Néanmoins, le djihad n’y est nullement décrit comme l’un des piliers de l’islam. Le concept de « djihad » (littéralement « l’effort ») s’applique avant tout au travail du pratiquant pour se conformer aux règles dictées par sa croyance. Ce n’est pas un appel au combat armé.
« Aucun livre sacré n’est aujourd’hui aussi souvent invoqué à l’appui de la violence ou de l’oppression, affirment Faker Korchane, professeur de philosophie, et Sophie Gherardi, fondatrice du site d’information Fait-religieux.com. Au point qu’il est légitime de se demander ce qui, dans ses versets ou dans son statut même, peut prêter à une telle instrumentalisation politique et religieuse ».

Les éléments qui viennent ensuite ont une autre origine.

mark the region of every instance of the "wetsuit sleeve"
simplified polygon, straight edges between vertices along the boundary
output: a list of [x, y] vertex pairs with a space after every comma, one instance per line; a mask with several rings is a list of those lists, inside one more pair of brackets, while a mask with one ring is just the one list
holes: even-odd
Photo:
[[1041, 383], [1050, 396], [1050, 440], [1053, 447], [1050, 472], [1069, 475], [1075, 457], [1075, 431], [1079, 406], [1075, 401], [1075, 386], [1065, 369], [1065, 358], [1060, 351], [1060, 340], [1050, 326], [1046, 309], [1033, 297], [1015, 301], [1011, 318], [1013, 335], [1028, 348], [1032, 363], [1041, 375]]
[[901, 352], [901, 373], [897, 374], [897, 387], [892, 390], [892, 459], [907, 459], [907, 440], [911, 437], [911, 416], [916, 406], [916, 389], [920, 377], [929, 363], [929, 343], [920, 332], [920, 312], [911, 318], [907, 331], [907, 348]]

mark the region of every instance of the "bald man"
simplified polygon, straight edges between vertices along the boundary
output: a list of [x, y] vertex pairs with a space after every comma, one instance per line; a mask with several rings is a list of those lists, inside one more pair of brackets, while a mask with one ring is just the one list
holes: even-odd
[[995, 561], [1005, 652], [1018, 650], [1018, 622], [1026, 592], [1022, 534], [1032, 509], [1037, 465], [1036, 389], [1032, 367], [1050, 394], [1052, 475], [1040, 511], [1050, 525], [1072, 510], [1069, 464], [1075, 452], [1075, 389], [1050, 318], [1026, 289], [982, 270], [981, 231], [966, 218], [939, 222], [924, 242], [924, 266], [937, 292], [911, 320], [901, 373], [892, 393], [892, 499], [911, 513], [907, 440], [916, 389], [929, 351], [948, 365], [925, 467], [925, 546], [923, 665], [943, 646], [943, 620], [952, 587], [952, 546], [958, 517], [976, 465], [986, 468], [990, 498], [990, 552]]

L’alternance entre explicite et ambigu dans le livre lui-même autorise de fait beaucoup d’interprétations. Pour Faker Korchane et Sophie Gherardi, l’interprétation est une véritable « passion » dans l’islam. Ils citent d’ailleurs Youssef Seddik, philosophe et anthropologue : « Le Coran a aboli toute interprétation imposée par une Eglise. En islam, chacun peut interpréter selon ses moyens, même le plus simple des croyants. Seule compte l’intention. »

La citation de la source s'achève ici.